I’ve seen many of these in the wild, including of course Microsoft code, and it means that instead of getting a nice actionable stack in the log (which would have been a Watson report in the field) you have to go back to the code and try to repro.  In the case below I stared at the source for a while trying to figure out what was likely wrong and it turned out the true problem was quite distant from the likely candidates.

2010/04/05 11:02:14 AM  BEGIN    Peek_Range TEST
2010/04/05 11:02:14 AM  ---- Exception in [StackTest] thrown type=[TestCodeException], eip=[00000004`4716C93E], message=[Index (1) is out-of-range [0..1]!]  

That was the failure right there, and that stack was the one I needed! Nothing after that should have happened... But... execution continues until finally....

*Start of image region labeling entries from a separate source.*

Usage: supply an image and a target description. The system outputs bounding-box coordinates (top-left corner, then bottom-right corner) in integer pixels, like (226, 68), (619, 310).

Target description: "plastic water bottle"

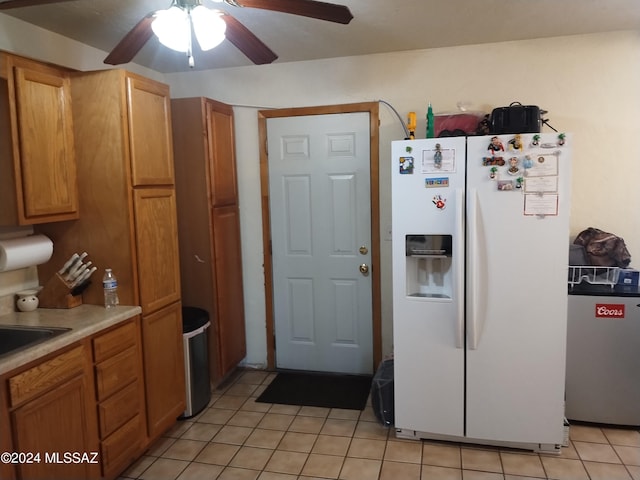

(427, 103), (435, 138)
(102, 268), (120, 308)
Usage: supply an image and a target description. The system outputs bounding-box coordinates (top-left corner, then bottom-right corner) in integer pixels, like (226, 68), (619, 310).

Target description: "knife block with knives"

(38, 252), (97, 308)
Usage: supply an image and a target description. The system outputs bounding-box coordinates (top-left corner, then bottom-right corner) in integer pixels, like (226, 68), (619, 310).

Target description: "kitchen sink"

(0, 325), (71, 357)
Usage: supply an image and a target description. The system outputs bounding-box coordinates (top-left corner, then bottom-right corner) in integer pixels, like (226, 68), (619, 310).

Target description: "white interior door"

(267, 112), (373, 374)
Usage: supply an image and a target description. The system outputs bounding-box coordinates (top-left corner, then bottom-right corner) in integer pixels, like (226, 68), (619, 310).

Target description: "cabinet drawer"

(96, 348), (138, 402)
(9, 346), (86, 407)
(101, 415), (144, 477)
(98, 380), (141, 439)
(93, 322), (136, 363)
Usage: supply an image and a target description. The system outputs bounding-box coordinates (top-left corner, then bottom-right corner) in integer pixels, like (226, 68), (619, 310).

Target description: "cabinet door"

(212, 206), (247, 376)
(134, 188), (180, 314)
(13, 59), (78, 224)
(142, 302), (186, 439)
(11, 376), (100, 480)
(206, 100), (238, 207)
(127, 75), (174, 187)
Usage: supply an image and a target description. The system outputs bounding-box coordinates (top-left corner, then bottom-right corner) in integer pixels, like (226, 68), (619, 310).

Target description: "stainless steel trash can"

(180, 307), (211, 418)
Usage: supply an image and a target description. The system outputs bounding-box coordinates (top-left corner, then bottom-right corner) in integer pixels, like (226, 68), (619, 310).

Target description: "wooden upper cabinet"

(127, 75), (174, 187)
(133, 188), (180, 315)
(206, 100), (238, 207)
(0, 56), (79, 225)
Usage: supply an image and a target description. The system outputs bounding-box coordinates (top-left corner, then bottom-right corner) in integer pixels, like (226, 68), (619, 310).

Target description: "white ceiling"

(3, 0), (640, 73)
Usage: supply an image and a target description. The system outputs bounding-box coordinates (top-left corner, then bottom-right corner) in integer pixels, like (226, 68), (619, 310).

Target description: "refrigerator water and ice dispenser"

(405, 235), (452, 298)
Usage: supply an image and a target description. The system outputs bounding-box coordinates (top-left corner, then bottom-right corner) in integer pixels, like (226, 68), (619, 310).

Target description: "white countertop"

(0, 305), (142, 375)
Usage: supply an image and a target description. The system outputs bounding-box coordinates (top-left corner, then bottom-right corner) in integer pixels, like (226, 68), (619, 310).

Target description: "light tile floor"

(121, 370), (640, 480)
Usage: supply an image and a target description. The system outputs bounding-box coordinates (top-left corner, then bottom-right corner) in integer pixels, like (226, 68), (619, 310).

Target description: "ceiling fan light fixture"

(151, 5), (191, 52)
(190, 5), (227, 51)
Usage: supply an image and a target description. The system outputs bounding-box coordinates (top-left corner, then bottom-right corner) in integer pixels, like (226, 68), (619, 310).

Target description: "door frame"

(258, 102), (382, 372)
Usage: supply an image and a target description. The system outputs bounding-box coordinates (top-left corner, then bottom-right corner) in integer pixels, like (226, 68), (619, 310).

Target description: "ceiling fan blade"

(222, 14), (278, 65)
(0, 0), (69, 10)
(230, 0), (353, 25)
(104, 13), (153, 65)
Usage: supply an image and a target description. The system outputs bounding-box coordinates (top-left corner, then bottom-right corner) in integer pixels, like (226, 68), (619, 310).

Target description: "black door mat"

(256, 372), (372, 410)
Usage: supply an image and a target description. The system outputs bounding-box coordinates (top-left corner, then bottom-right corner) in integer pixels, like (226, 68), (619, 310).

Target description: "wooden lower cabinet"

(7, 345), (100, 480)
(142, 302), (186, 441)
(93, 318), (147, 478)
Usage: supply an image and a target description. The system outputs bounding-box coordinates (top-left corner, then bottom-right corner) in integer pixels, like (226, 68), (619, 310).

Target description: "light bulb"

(151, 6), (191, 52)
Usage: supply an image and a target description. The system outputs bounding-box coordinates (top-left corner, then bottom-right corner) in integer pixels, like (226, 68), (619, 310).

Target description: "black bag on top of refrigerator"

(491, 102), (545, 135)
(573, 227), (631, 268)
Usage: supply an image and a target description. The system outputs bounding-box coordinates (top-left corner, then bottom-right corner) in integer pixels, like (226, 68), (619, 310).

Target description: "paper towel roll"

(0, 235), (53, 272)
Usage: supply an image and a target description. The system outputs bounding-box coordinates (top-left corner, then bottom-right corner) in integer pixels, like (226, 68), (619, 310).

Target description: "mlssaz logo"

(596, 303), (624, 318)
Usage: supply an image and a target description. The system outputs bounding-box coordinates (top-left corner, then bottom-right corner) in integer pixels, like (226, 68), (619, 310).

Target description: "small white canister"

(16, 290), (40, 312)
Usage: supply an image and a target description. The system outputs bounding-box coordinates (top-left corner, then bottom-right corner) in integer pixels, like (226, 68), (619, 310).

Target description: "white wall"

(0, 14), (640, 365)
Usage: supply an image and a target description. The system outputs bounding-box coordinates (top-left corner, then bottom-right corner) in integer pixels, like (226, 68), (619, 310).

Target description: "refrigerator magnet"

(497, 180), (513, 192)
(424, 177), (449, 188)
(509, 133), (522, 150)
(432, 195), (447, 210)
(399, 157), (413, 175)
(507, 157), (520, 175)
(433, 143), (442, 169)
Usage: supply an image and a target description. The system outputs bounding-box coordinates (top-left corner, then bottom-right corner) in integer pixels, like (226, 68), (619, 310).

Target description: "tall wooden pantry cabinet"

(38, 69), (185, 444)
(171, 98), (247, 383)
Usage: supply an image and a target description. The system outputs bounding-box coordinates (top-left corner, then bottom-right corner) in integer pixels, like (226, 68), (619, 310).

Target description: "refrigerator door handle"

(467, 189), (487, 350)
(454, 188), (465, 348)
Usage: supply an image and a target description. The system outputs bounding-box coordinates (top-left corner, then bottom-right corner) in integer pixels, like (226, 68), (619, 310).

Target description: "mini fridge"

(566, 284), (640, 426)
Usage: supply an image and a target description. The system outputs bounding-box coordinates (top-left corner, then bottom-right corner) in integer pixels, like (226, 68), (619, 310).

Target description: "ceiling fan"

(0, 0), (353, 67)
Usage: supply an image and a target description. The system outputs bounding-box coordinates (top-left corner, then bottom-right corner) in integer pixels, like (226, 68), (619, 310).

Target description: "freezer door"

(391, 137), (465, 436)
(466, 134), (571, 444)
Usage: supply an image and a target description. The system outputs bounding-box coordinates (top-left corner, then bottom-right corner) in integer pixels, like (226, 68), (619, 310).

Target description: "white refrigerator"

2010/04/05 11:02:15 AM  Test completed exceptionally [Peek_Range]: Index (1) is out-of-range [0..1]!

The stack reported at this point is useless… the real problem was millions of cycles ago.  I'm not even including the stack from the log because it's just stupid.

The real stack can be extracted with a repro (at great pain)

And it ends up looking something like this (cleaned up)


The actual problem is in the test code!   The only useful information from the original log was basically the test that I should run.  Thank goodness it’s a 100% repro.